The biochemical responses in patients with Gaucher disease type I (GD1) treated with some selected therapeutic options have been compared in a study, “Biochemical response to substrate reduction therapy versus enzyme replacement therapy in Gaucher disease type 1 patients,” published in Orphanet J Rare Dis.
A deficient glucocerebrosidase enzyme caused by a mutant glucocerebrosidase gene is responsible for the development of GD1. This results in accumulation of lipid-laden macrophages that leads to numerous health issues, including swelling of the liver and spleen, reduction in the number of blood cells, and debilitating bone complications.

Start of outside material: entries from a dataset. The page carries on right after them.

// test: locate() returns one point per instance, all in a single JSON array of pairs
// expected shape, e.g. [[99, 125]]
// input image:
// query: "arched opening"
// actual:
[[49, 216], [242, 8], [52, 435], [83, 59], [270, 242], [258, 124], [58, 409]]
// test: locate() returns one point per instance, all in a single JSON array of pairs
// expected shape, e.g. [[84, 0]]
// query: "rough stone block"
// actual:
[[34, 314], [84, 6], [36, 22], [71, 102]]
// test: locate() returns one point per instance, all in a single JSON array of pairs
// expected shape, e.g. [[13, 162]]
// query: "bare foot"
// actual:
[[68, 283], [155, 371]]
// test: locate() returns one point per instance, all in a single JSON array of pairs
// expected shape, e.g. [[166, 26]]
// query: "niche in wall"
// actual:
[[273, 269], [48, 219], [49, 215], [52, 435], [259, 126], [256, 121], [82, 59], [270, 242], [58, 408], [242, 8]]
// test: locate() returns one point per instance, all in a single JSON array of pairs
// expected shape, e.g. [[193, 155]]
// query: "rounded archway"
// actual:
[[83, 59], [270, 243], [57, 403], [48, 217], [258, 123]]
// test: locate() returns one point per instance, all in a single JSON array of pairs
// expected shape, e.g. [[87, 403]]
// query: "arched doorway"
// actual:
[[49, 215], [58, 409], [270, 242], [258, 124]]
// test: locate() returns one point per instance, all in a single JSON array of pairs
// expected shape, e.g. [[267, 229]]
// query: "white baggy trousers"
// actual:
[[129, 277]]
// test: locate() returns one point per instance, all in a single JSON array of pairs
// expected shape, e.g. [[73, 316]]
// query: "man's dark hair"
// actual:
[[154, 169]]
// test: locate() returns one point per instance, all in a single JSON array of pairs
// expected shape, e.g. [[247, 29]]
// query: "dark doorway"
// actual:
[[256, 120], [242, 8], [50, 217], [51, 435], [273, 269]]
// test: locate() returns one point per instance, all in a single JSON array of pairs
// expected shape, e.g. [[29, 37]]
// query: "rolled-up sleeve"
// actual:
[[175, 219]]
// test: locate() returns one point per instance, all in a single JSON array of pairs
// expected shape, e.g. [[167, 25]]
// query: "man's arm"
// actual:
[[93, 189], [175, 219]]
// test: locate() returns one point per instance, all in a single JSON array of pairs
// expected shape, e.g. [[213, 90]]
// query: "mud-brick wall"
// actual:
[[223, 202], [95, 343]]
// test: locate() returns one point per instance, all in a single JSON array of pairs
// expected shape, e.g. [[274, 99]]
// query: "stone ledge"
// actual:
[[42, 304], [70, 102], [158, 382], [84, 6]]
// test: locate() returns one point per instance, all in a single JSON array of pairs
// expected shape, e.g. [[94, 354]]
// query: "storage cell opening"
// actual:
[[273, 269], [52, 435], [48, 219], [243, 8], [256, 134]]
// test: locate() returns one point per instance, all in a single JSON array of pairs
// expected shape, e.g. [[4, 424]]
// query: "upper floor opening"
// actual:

Several therapeutic approaches have been tested for GD1. The two most important ones are the enzyme replacement therapy (ERT) based on recombinant human acid β-glucosidase, and the substrate reduction therapy (SRT) believed to function through inhibition of glucosylceramide synthase.
“Until now a direct comparison of effects on biochemical markers reflecting disease burden between the aforementioned SRT and ERT treatment modalities has not been available,” the authors wrote.
In this study, the researchers compared biochemical responses in patients with GD1 treated with glycosphingolipid synthesis inhibitors miglustat and eliglustat and ERT.
A total of 17 patients with GD1 participated in the study. Six patients received eliglustat, two of whom were switched from ERT; nine received miglustat, with seven switchers; and four were treated with ERT (median dose 60U/kg/m). They were then evaluated for plasma protein markers indicative of disease burden (chitotriosidase, CCL18) and lipids reflecting substrate accumulation (glucosylsphingosine, glucosylceramide).
Other measurements related to the liver and spleen sizes, platelets, hemoglobin, and fat fraction were carried out and compared.
The results suggested that both eliglustat and ERT therapies reduced levels of chitotriosidase, CCL18, and glucosylsphingosine in patients naïve to treatment at comparable rates, and a lesser response was obtained with miglustat. The average recorded chitotriosidase in naïve patients after two years of therapy have declined by 89 percent, 88 percent, and 37 percent for eliglustat, ERT, and miglustat, respectively. Meanwhile, CCL18 has declined by 73 percent, 54 percent, and 10 percent; and glucosylsphingosine by 86 percent, 78 percent, and 48 percent for eliglustat, ERT and miglustat, respectively.
Four patients receiving eliglustat had plasma glucosylceramide levels inferior to the normal range in 20 healthy controls. A diminution or stabilization in the biochemical markers was noticed in two patients who switched from ERT to eliglustat, but lower for seven patients who switched to miglustat. Finally, clinical parameter outcomes upon treatment with eliglustat were comparable with those of ERT.
“Our explorative study provides evidence that biochemical markers respond comparably in patients receiving eliglustat treatment and ERT, while the corresponding response to miglustat treatment is less. Our present biochemistry and clinical findings should be extended by studies with larger cohorts,” the researchers concluded.